Il existait il y a 702 000 ans

Les chercheurs ont également estimé quand l’adénovirus C a commencé à infecter les humains. Pour ce faire, ils ont comparé l’ADN viral ancien à celui des souches modernes du virus et ont estimé à quand remontait leur ancêtre commun. Il s’est avéré que l’ancêtre commun de tous les échantillons d’adénovirus C a existé entre 487 000 et 963 000 ans, la meilleure estimation étant de 702 000 ans.

C’est bien avant l’origine de notre espèce Homo sapiens, dont les plus anciens vestiges connus ont entre 250 000 et 350 000 ans. Avant l’apparition de notre espèce, d’autres hominidés comme l’Homo erectus vivaient en Afrique et en Eurasie.

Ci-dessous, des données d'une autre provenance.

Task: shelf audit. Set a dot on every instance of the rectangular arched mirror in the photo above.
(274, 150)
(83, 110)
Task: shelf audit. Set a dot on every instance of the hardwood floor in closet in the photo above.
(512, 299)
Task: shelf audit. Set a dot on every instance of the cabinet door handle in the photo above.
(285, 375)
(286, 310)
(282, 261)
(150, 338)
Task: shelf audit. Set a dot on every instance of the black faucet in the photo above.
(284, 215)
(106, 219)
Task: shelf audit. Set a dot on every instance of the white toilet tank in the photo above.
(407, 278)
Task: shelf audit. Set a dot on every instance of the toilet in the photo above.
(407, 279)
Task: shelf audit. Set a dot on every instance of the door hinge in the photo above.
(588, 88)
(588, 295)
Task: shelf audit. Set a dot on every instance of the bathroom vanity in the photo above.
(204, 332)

Entre 400 000 et 800 000 ans, un groupe ancestral non identifié a donné naissance à trois populations largement distinctes : notre espèce, les Néandertaliens qui vivaient en Europe et en Asie occidentale et les Dénisoviens qui vivaient en Asie orientale.

Avant l’émergence de l’homme moderne

« Cet adénovirus C particulier existe probablement depuis que les humains au sens large existent, y compris les Néandertaliens, les sapiens, y compris probablement les erectus avant nous », explique Sikora. « La conclusion de cette étude suggère que ces virus ont presque certainement existé avant même l’émergence de l’homme moderne d’une certaine manière, et qu’ils nous ont infectés depuis ce temps. »

Mais Pepperell est sceptique quant à cette découverte. « Le signal est brouillé lorsque les organismes remanient leur ADN, lorsqu’ils se recombinent », dit-elle – et l’adénovirus C le fait souvent.

Cette recherche a été pré-publiée dans bioRxiv.